**Tuesday, February 26** - Course introduction and **overview**. The **four V's** of big data. Volume: **how big is "big"?** What can we do with big data? How can we program **big data systems**? Velocity: what can we compute **if we cannot even store the input**?

**Friday, March 1** - Processing data on disk: the **external memory model** (Aggarwal & Vitter): parameters M and B. Fundamental external memory bounds: **scan** and **sort**. **Data permutation**: I/O-analysis of the naive linear-time algorithm, scan&sort algorithm.

- External memory: introductory slides
- Notes on scan&sort permutation algorithm (only page 1)

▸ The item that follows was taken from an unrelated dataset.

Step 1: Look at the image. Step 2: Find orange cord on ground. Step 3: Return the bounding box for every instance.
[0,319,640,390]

**Tuesday, March 5** - **Sorting data on disk**: 2-way mergesort, I/O analysis. A key inefficiency of 2-way mergesort. **k-way mergesort**, with full analysis. Hints for an efficient implementation. The 1TB sorting problem: can we do more than one pass? A back of the envelope calculation.

- Notes on binary mergesort I/O analysis
- Notes on k-way mergesort
- K. Mehlhorn, P. Sanders.
*Algorithms and data structures: The basic toolbox*, 2009, Chapter 5 (Sorting and selection), Section 7 (without sample sort). On-line version.

**Friday, March 8** - Public transport strike. No class.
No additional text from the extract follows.